The query in question looks like this:
from(t in Table,
where:
t.tenant_id == ^user_tenant_id and
t.context_id == ^context_id and
t.status in ^@active_statuses,
order_by: [desc: t.id],
limit: 400,
select: t.id
)
where id
s are bigint IDs, status
is varchar(255)
, @active_statuses
is a list of ["open", "pending"]
, and there is an index on [:tenant_id, :context_id, :status]
The table is pretty big (4_000_000
+ rows). A single tenant may have hundreds of thousands of rows but the vast majority of rows (probably ~95%) have status that is not one of the active
ones.
To debug I ran explain
on the query in production with various parameters interchangeably (but keeping all three pins, including the statuses
one):
Ecto.Adapters.SQL.explain(DB.Repo, :all, query, analyze: true, verbose: true, buffers: true) |> IO.puts()

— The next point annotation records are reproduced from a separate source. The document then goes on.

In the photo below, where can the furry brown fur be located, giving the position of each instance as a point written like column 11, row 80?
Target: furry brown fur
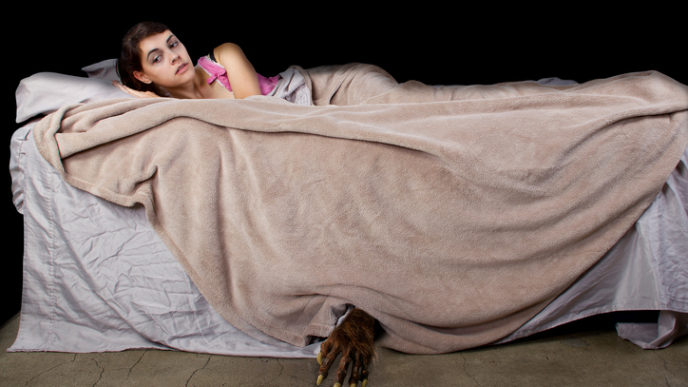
column 354, row 340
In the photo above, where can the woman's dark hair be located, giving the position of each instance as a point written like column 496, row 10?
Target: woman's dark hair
column 130, row 59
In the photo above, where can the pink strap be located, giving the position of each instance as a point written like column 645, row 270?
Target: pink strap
column 216, row 71
column 219, row 73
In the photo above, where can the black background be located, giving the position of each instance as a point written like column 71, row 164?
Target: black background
column 436, row 43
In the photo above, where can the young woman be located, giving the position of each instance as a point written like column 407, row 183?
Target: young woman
column 153, row 62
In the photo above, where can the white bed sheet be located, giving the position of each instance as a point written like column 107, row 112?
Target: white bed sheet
column 97, row 277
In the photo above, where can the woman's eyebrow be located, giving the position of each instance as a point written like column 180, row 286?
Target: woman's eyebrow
column 154, row 50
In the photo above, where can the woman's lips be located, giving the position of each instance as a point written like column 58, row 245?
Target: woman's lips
column 181, row 69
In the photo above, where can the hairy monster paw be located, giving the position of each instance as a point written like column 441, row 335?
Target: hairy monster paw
column 354, row 339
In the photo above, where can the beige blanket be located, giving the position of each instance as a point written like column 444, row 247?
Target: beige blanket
column 451, row 214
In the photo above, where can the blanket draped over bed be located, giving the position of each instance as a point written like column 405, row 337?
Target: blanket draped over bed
column 452, row 214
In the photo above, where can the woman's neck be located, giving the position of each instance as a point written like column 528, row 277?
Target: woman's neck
column 194, row 89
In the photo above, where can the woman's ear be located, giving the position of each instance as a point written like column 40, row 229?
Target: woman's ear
column 142, row 77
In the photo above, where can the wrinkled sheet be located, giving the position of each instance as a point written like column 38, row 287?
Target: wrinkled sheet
column 77, row 298
column 283, row 215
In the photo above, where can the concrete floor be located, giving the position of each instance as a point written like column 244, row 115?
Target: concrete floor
column 579, row 355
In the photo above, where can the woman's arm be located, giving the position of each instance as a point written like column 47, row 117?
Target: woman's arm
column 242, row 76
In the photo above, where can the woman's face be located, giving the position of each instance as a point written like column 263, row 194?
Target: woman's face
column 164, row 61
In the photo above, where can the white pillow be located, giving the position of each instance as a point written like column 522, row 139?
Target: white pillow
column 106, row 70
column 45, row 92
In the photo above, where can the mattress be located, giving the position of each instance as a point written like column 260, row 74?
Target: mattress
column 98, row 278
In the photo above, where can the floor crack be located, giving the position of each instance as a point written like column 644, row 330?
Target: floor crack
column 198, row 369
column 135, row 364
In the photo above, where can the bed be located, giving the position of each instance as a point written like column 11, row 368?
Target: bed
column 98, row 277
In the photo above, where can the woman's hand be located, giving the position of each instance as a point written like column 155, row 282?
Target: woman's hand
column 135, row 93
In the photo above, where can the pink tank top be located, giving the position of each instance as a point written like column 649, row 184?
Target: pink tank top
column 218, row 73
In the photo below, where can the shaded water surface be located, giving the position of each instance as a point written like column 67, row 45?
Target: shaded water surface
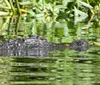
column 63, row 68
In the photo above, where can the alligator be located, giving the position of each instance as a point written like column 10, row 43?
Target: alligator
column 37, row 46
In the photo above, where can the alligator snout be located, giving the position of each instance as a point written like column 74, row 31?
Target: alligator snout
column 79, row 45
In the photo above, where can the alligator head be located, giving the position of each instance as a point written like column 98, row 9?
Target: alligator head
column 79, row 45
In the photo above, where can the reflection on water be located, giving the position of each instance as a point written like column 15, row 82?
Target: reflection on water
column 63, row 68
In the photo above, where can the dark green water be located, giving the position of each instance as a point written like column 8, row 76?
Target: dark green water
column 62, row 69
column 66, row 67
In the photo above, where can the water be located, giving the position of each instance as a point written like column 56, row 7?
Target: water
column 65, row 67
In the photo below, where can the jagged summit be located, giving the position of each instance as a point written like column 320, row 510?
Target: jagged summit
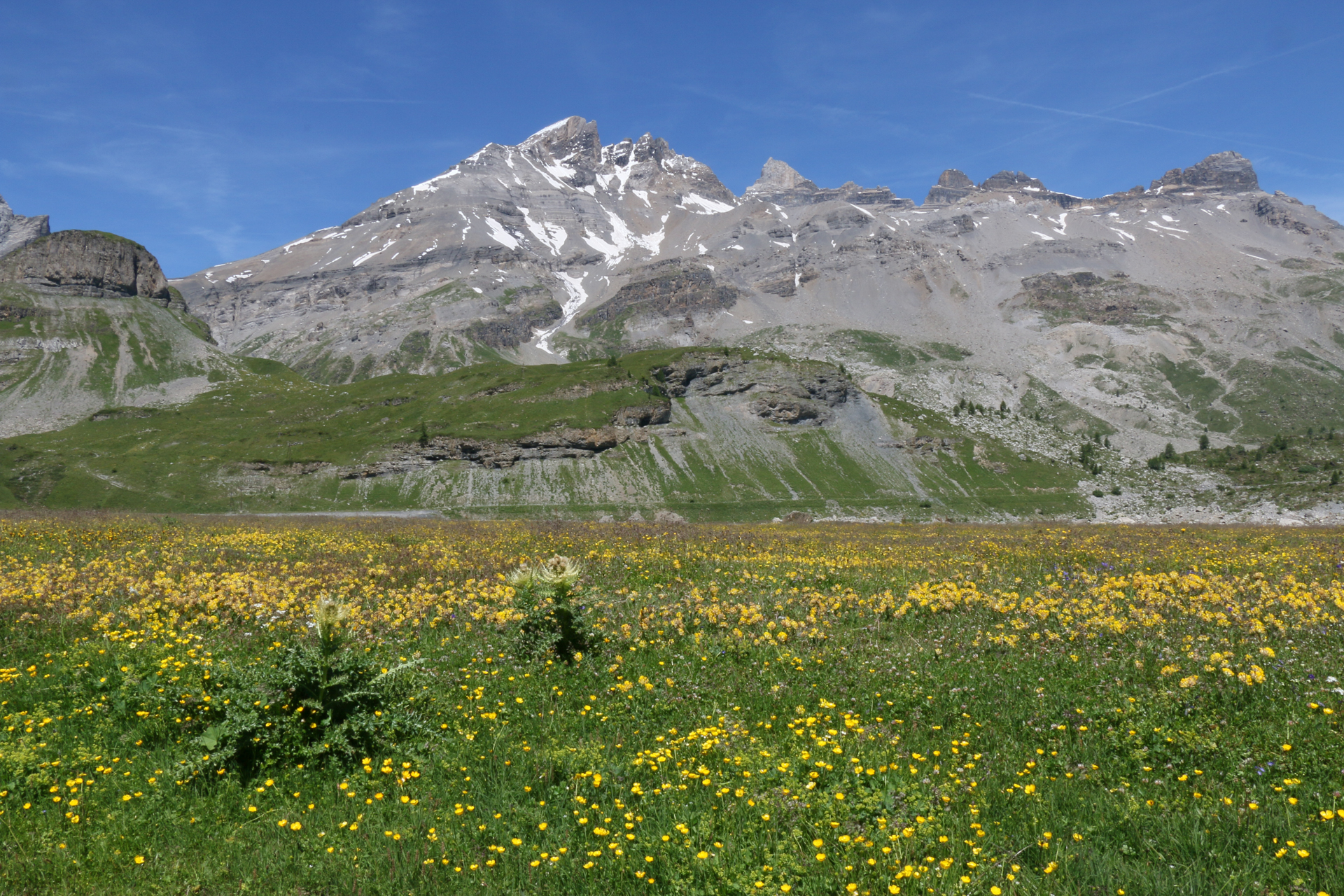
column 1224, row 171
column 86, row 262
column 784, row 186
column 777, row 178
column 1221, row 172
column 953, row 184
column 18, row 230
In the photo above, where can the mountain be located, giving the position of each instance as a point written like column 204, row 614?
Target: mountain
column 17, row 230
column 564, row 327
column 88, row 323
column 1200, row 293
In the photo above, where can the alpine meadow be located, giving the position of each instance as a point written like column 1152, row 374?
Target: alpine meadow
column 264, row 706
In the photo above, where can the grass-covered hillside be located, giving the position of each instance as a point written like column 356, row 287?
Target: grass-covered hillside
column 252, row 707
column 64, row 358
column 268, row 440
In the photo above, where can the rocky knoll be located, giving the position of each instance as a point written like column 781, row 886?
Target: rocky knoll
column 500, row 454
column 17, row 230
column 84, row 262
column 780, row 393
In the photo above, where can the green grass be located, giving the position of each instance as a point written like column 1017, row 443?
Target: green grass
column 897, row 742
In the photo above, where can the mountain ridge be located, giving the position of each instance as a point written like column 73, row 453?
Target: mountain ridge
column 981, row 337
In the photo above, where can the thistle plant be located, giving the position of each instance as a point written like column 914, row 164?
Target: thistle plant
column 319, row 703
column 552, row 624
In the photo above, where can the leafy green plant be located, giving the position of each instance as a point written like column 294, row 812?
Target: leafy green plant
column 552, row 624
column 319, row 703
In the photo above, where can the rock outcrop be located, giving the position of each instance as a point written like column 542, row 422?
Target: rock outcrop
column 18, row 232
column 1224, row 172
column 84, row 262
column 781, row 184
column 952, row 187
column 499, row 454
column 778, row 393
column 668, row 289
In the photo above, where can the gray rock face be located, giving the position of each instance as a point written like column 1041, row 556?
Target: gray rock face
column 499, row 454
column 952, row 187
column 778, row 178
column 638, row 248
column 78, row 262
column 17, row 230
column 1224, row 172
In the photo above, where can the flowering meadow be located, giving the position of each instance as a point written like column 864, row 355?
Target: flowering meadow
column 248, row 706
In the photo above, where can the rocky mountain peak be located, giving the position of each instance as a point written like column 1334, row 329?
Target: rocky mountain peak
column 86, row 262
column 952, row 186
column 569, row 140
column 778, row 176
column 1012, row 181
column 18, row 230
column 1224, row 171
column 955, row 179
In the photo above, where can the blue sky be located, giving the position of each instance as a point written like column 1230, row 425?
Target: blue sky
column 211, row 132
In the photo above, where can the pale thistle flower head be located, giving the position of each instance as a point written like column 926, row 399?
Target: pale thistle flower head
column 559, row 571
column 328, row 614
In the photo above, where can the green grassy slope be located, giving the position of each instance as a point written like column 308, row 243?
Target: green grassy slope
column 272, row 441
column 64, row 358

But I couldn’t reproduce the slowdowns this way, queries were using the correct index and had always the same plan. Executing the very same query immediately after with Repo.all(query)
would hang for seconds.
I rewrote the Ecto query to make it a raw SQL query, copying what Ecto was generating for it, deployed to production, and it made a huge difference - all the timeouts are just gone!
query =
"SELECT t.id FROM table as t WHERE t.tenant_id = $1 AND t.context_id = $2 AND (t.status)::text = ANY ('{open,pending}'::text[]) ORDER BY t.id DESC LIMIT 400;"

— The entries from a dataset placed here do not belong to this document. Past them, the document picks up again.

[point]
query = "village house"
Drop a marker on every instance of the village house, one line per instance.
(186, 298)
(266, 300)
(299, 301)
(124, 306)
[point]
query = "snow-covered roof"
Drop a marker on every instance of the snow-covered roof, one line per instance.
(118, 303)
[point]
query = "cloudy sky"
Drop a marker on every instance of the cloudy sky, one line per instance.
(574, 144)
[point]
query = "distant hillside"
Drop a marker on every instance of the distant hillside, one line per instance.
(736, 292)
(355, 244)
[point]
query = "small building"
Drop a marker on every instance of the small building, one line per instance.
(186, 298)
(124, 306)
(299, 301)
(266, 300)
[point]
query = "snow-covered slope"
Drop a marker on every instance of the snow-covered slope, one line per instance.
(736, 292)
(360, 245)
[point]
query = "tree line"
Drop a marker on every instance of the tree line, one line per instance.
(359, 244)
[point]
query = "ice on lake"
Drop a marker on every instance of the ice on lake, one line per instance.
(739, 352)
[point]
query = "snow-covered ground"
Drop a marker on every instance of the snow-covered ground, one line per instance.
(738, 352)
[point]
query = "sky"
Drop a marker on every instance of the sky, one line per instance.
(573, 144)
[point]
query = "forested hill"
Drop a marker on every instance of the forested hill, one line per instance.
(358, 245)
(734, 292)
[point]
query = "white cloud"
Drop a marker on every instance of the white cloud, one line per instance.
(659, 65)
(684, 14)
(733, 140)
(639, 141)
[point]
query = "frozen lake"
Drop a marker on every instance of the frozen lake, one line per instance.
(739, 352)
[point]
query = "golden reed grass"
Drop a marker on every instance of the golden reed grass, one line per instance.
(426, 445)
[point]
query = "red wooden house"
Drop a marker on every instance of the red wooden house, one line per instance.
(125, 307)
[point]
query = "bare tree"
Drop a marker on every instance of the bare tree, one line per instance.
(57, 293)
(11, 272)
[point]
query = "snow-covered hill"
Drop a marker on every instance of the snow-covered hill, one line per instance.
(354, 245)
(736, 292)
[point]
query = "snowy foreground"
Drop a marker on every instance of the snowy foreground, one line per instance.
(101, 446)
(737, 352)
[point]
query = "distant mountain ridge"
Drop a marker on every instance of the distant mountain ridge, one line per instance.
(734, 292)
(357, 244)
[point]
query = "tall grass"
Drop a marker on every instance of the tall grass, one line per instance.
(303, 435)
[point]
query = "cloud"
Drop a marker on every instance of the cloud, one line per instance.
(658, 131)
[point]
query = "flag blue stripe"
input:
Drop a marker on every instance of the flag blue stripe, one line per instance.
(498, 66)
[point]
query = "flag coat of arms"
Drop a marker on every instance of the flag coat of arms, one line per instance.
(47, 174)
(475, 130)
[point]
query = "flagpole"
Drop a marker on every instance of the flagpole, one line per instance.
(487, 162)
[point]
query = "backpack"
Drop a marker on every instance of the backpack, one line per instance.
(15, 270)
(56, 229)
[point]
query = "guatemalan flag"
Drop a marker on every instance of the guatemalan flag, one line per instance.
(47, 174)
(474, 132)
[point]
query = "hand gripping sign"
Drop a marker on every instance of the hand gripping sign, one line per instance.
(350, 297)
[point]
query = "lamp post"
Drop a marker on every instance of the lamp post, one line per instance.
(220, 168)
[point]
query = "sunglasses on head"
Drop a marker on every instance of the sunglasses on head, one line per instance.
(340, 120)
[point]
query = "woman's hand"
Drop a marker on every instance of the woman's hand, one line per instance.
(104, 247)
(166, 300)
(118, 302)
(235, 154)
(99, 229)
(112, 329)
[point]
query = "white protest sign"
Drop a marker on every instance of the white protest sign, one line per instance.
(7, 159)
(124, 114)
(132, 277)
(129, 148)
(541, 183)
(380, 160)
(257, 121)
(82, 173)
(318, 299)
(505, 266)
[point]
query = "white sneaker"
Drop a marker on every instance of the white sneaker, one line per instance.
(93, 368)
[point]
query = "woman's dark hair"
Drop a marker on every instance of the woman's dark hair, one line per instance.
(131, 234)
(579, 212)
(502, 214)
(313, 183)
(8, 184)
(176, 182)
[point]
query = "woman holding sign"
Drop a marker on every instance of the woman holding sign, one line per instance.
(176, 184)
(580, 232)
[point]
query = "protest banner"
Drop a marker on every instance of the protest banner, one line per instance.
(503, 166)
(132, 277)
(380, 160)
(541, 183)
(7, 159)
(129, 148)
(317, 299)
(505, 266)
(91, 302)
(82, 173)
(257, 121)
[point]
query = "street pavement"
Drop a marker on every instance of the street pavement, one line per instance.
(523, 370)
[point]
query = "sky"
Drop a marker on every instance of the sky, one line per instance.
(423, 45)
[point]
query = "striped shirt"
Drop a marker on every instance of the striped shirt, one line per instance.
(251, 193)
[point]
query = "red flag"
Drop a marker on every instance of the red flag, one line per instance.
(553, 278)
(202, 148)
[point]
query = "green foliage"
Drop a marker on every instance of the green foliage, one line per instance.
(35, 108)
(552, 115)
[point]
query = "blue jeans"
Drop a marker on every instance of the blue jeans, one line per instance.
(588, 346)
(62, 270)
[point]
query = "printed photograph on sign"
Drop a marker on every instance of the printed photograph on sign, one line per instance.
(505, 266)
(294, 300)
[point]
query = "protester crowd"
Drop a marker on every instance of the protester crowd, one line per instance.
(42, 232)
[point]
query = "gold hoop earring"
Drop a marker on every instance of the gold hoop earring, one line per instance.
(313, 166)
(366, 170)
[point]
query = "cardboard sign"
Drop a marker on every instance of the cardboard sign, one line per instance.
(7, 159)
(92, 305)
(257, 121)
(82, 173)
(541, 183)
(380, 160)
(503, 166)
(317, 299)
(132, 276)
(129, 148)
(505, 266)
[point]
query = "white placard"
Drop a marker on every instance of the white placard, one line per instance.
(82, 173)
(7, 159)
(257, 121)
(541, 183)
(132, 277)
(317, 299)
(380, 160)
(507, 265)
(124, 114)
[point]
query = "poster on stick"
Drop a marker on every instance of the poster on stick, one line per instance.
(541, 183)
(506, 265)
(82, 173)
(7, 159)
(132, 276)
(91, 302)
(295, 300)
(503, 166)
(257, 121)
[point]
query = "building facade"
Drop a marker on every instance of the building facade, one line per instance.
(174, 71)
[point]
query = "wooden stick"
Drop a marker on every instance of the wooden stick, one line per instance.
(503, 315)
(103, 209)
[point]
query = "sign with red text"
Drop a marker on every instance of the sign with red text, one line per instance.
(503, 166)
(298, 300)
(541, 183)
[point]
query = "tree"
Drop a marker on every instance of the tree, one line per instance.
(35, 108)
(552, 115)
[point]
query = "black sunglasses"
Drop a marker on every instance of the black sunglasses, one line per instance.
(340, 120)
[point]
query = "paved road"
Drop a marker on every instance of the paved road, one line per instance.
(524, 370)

ids_result = Ecto.Adapters.SQL.query!(Repo, query, [user_tenant_id, context_id])
List.flatten(ids_result.rows)
I further investigated and managed to go back to an Ecto Query - the fix to make it fast turned out to be just changing ^@active_statuses
to @active_statuses
! But explain
still shows the same execution plan, no matter if we use ^
or not.
It seemed natural for us that queries against that table could be slow, but having them so slow that they were often timing out was problematic. We are aware of other optimization options like reorganizing indexes, partial indexes and partitioning, but we’d like to understand why the pin makes such a huge difference?
From Ecto documentation:
The pin operator instructs the query builder to use parameterized SQL queries protecting against SQL injection.
So the Ecto Query interface is flexible, and allows to mark constants as parameters as well - not just variables.
Another angle we looked at were prepared statements. Above raw SQL query will not use a prepared statement, so PostgreSQL will plan each execution separately. But the performance issues are gone after going back to an Ecto Query as well, just after removing the pin.
Does anyone know what might be happening here? I would appreciate any hints to further narrow down and understand this behavior.